Official PyTorch Implementation for "Recurrent Video Deblurring with Blur-Invariant Motion Estimation and Pixel Volumes"

Overview

PVDNet: Recurrent Video Deblurring with Blur-Invariant Motion Estimation and Pixel Volumes

License CC BY-NC

This repository contains the official PyTorch implementation of the following paper:

Recurrent Video Deblurring with Blur-Invariant Motion Estimation and Pixel Volumes
Hyeongseok Son, Junyong Lee, Jonghyeop Lee, Sunghyun Cho, Seungyong Lee, TOG 2021 (presented at SIGGRAPH 2021)

About the Research

Click here

Overall Framework

Our video deblurring framework consists of three modules: a blur-invariant motion estimation network (BIMNet), a pixel volume generator, and a pixel volume-based deblurring network (PVDNet). We first train BIMNet; after it has converged, we combine the two networks with the pixel volume generator. We then fix the parameters of BIMNet and train PVDNet by training the entire network.

Blur-Invariant Motion Estimation Network (BIMNet)
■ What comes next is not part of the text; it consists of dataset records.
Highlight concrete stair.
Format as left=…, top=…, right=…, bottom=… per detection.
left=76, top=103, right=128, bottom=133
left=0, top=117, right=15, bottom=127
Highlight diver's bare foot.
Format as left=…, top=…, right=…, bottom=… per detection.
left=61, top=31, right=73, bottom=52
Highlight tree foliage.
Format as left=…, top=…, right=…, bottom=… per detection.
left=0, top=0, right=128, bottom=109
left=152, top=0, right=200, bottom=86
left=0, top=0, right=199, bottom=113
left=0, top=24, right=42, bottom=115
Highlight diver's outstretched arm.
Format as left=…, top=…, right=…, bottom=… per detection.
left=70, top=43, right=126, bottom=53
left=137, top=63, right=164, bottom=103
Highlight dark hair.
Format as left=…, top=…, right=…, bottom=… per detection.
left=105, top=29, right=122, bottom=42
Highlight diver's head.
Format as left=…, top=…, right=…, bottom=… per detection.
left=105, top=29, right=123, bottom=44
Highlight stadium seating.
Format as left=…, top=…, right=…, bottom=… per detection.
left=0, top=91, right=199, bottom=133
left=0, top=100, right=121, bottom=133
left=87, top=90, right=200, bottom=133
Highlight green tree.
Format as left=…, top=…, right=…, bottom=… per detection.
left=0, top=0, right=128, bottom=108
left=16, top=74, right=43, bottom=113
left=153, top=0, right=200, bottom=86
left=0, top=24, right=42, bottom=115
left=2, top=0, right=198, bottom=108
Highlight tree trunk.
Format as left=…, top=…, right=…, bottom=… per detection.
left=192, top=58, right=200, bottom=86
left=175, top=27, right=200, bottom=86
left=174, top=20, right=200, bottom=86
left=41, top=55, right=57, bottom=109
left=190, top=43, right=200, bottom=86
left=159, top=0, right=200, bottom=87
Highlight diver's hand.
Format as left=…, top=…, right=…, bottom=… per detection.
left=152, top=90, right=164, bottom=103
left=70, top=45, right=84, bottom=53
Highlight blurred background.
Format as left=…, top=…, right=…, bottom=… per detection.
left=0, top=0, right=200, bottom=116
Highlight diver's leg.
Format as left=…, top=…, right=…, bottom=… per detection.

To estimate motion between frames accurately, we adopt LiteFlowNet and train it with a blur-invariant loss so that the trained network can estimate blur-invariant optical flow between frames. We train BIMNet with a blur-invariant loss , which is defined as (refer Eq. 1 in the main paper):

The figure shows a qualitative comparison of different optical flow methods. The results of the other methods contain severely distorted structures due to errors in their optical flow maps. In contrast, the results of BIMNets show much less distortions.

Pixel Volume for Motion Compensation

We propose a novel pixel volume that provides multiple candidates for matching pixels between images. Moreover, a pixel volume provides an additional cue for motion compensation based on the majority.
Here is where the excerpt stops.